Lexical Sovereignty and the Counter Archives: Reframing Colonial Dispossession in Tara June Winch’s The Yield
Keywords:
Lexical Sovereignty, Indigenous Language Revival , Settler Colonialism , Counter-Archive, Cultural Memory, Decolonial TheoryAbstract
This paper examines The Yield through a conceptual shift from land-based dispossession to what is termed lexical sovereignty—the reclamation of language as a form of territory and resistance. While existing scholarship on Indigenous literatures has predominantly foregrounded trauma, identity, and reconciliation, this study argues that such frameworks remain insufficient to capture the novel’s deeper intervention.

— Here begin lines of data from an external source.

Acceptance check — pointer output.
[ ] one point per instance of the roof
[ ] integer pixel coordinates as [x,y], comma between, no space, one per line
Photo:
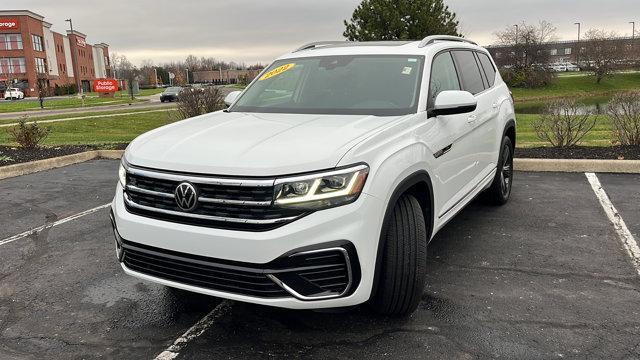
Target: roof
[21,13]
[332,48]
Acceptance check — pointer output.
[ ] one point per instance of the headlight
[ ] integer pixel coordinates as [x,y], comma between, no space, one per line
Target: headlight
[321,190]
[122,175]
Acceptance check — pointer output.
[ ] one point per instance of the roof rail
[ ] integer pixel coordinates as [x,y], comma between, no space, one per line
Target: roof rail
[432,39]
[316,44]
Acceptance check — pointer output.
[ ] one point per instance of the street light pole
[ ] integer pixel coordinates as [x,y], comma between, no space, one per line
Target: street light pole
[74,56]
[578,43]
[155,72]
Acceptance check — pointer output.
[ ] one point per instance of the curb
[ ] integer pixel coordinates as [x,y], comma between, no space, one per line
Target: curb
[578,165]
[534,165]
[47,164]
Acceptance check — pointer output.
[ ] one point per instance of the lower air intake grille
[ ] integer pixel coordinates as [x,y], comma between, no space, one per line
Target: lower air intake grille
[202,272]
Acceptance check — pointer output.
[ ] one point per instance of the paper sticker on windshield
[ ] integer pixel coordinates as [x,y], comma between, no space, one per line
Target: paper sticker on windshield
[277,71]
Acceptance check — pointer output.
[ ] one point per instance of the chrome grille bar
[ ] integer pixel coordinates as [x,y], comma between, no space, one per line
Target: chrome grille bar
[206,217]
[201,179]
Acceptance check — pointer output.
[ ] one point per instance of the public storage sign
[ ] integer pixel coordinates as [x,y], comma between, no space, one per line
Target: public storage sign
[105,85]
[9,24]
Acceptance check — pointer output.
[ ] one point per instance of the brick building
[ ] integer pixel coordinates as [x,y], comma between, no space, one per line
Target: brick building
[30,50]
[224,76]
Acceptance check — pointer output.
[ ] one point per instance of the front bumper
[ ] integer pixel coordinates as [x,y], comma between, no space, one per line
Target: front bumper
[354,228]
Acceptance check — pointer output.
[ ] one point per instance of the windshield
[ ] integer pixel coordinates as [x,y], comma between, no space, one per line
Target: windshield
[356,84]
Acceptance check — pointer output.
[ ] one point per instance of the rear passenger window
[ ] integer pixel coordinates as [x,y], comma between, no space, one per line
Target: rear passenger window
[443,77]
[488,68]
[469,71]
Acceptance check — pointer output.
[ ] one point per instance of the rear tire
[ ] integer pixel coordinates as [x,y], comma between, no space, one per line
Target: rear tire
[403,268]
[500,190]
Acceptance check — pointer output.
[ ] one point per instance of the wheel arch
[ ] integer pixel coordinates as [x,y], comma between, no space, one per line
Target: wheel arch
[419,185]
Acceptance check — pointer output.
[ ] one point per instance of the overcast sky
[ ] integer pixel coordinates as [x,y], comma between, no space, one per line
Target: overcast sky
[257,31]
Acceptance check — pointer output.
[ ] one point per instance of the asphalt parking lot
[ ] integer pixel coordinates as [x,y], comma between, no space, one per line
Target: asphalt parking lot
[545,276]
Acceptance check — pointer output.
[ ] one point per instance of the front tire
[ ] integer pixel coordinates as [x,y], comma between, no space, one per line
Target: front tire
[500,190]
[404,260]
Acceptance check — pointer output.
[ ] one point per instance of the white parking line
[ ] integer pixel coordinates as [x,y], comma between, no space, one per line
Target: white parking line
[196,330]
[50,225]
[627,239]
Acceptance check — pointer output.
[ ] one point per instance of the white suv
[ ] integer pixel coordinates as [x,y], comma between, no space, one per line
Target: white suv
[324,181]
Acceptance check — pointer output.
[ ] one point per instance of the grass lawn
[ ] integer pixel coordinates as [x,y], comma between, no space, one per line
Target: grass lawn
[580,86]
[143,92]
[100,131]
[60,103]
[600,135]
[80,114]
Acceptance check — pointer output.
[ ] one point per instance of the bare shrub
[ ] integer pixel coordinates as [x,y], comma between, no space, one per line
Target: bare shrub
[624,112]
[28,136]
[562,124]
[197,102]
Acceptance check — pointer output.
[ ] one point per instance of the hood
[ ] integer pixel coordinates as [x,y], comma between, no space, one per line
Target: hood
[253,144]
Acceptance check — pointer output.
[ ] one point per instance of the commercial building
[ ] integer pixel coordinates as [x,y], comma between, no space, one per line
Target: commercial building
[224,76]
[571,51]
[30,52]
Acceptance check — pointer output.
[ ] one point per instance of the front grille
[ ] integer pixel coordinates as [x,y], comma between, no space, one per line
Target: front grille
[213,274]
[236,204]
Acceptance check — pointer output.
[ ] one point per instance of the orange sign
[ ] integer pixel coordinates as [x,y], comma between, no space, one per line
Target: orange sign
[105,85]
[9,24]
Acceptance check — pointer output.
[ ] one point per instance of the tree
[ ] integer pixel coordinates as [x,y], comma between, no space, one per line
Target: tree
[125,70]
[400,20]
[601,52]
[526,55]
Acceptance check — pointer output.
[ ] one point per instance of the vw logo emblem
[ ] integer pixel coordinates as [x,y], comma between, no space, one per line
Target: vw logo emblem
[186,196]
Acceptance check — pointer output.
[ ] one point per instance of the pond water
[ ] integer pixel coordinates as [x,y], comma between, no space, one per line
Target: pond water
[592,105]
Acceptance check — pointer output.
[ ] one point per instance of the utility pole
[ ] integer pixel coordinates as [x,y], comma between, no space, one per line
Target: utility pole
[155,72]
[578,43]
[74,56]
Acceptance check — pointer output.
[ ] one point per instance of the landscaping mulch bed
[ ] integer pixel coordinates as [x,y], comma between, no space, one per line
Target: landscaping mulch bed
[14,155]
[581,152]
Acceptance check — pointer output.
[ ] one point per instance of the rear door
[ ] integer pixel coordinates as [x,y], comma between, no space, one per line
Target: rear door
[488,122]
[481,128]
[449,138]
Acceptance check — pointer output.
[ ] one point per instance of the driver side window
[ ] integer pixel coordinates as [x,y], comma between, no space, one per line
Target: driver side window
[443,77]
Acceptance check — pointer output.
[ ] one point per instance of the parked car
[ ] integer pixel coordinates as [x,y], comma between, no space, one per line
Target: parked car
[13,94]
[324,181]
[170,94]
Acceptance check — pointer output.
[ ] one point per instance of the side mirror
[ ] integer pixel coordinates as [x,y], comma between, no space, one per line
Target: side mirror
[232,97]
[452,102]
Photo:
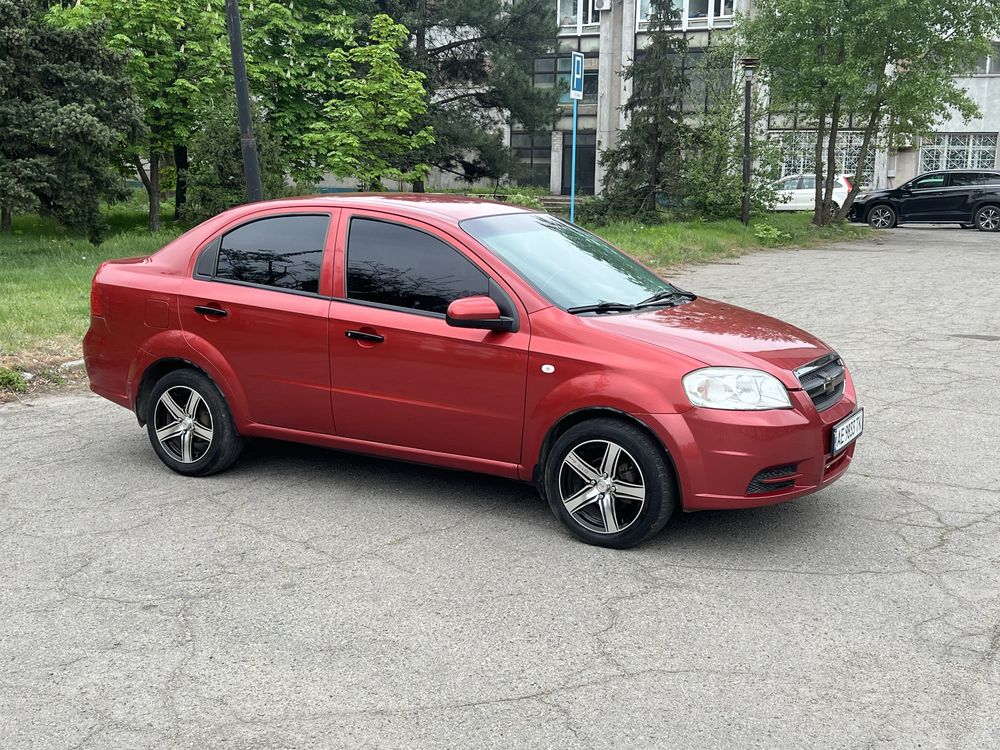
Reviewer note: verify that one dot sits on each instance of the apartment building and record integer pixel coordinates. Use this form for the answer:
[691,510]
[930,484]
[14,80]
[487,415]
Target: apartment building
[610,32]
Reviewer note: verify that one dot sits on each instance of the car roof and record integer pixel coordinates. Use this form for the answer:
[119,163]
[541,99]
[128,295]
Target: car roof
[437,205]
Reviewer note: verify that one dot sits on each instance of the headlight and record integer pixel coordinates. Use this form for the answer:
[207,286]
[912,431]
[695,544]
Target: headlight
[735,388]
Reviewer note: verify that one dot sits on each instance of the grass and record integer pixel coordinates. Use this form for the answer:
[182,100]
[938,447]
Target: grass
[45,276]
[668,245]
[45,272]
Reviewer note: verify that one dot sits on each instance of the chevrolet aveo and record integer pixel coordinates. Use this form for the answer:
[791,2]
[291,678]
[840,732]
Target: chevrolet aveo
[470,335]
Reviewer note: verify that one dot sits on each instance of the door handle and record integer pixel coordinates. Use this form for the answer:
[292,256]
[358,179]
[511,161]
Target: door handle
[363,336]
[204,310]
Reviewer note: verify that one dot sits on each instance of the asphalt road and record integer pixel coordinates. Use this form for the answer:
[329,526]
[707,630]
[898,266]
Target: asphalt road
[313,599]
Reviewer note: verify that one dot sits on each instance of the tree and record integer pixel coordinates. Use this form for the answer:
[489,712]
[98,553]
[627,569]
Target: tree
[216,178]
[477,56]
[66,115]
[712,145]
[367,130]
[645,166]
[889,64]
[289,43]
[178,57]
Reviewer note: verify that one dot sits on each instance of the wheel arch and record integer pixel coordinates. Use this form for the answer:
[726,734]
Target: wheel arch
[578,416]
[153,373]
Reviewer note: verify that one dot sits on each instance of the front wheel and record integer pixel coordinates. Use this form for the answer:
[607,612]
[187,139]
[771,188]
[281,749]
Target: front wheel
[189,425]
[882,217]
[610,483]
[988,219]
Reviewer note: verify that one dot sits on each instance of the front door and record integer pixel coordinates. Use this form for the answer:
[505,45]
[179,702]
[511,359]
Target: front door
[586,162]
[401,375]
[255,299]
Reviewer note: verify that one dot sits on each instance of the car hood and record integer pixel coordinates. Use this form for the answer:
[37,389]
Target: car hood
[720,334]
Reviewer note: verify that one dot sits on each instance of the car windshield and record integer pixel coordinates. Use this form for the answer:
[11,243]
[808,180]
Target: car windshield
[568,265]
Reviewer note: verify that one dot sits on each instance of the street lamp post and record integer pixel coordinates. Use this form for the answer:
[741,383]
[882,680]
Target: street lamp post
[749,63]
[248,144]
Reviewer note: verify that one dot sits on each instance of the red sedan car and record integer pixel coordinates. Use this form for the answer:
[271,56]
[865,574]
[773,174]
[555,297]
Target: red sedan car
[471,335]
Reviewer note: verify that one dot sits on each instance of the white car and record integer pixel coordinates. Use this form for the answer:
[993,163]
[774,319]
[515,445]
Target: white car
[797,192]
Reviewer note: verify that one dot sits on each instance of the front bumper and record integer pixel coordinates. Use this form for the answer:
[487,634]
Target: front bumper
[720,455]
[857,212]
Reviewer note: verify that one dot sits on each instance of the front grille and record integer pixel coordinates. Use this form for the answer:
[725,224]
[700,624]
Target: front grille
[823,379]
[770,480]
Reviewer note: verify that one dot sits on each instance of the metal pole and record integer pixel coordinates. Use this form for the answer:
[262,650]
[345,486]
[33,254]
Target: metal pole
[572,171]
[745,214]
[248,144]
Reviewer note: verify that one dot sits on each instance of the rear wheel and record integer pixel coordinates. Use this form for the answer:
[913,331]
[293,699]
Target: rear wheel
[988,219]
[189,424]
[610,483]
[882,217]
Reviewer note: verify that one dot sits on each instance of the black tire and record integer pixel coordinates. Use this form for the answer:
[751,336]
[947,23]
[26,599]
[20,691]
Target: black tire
[988,218]
[881,216]
[203,424]
[639,462]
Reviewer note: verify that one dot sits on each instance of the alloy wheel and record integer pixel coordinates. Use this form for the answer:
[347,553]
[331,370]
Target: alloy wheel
[183,424]
[602,487]
[989,219]
[881,217]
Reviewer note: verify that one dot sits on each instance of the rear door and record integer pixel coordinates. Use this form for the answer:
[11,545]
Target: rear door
[401,375]
[259,297]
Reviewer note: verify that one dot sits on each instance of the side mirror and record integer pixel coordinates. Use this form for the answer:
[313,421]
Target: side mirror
[478,312]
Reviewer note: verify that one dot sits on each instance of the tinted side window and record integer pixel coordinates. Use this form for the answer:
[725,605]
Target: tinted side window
[931,181]
[395,265]
[285,252]
[963,179]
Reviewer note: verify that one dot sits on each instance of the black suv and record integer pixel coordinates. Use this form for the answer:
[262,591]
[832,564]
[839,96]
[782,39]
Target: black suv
[968,197]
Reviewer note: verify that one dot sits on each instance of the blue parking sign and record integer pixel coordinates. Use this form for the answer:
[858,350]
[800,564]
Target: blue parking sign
[576,77]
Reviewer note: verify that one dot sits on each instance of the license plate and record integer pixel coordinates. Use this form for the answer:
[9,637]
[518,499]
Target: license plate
[847,430]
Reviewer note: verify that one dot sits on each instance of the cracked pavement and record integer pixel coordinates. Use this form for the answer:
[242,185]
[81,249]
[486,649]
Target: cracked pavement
[312,599]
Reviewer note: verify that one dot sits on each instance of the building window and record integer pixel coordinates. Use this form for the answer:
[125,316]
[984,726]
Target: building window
[989,65]
[704,83]
[534,152]
[958,151]
[567,11]
[798,153]
[692,14]
[550,69]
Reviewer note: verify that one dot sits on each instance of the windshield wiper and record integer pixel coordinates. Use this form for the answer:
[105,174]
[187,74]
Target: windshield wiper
[601,307]
[666,297]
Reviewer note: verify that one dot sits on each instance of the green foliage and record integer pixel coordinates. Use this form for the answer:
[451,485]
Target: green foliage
[643,171]
[890,64]
[12,380]
[216,178]
[478,56]
[66,113]
[366,131]
[522,199]
[288,45]
[45,273]
[712,164]
[770,235]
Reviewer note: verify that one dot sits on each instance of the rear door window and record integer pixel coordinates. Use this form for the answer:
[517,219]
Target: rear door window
[930,181]
[400,266]
[281,252]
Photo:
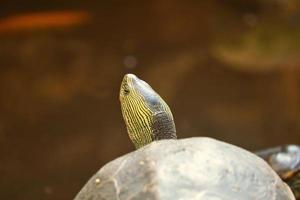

Instead, The Yield constructs a counter-archive in which Wiradjuri language functions not merely as cultural residue but as an active, world-making force.Drawing on settler colonial studies and decolonial theory, the paper demonstrates that dispossession in the novel operates simultaneously at material and epistemic levels, where the erosion of land is inseparable from the loss of linguistic worlds. Through close textual analysis of the novel’s tripartite structure—mission records, family narrative, and the Wiradjuri dictionary—it is shown that language constitutes a parallel territorial domain that resists colonial modes of mapping and ownership. Memory, in this context, emerges not as nostalgic recall but as a relational and reconstructive practice, embedded within Indigenous lexicon.The paper further contends that The Yield refuses the closure implied by reconciliation discourse, offering instead a model of partial recovery grounded in linguistic persistence. By foregrounding language as both the site of dispossession and the medium of survival, this study proposes lexical sovereignty as a critical framework for rethinking Indigenous resistance beyond conventional postcolonial paradigms.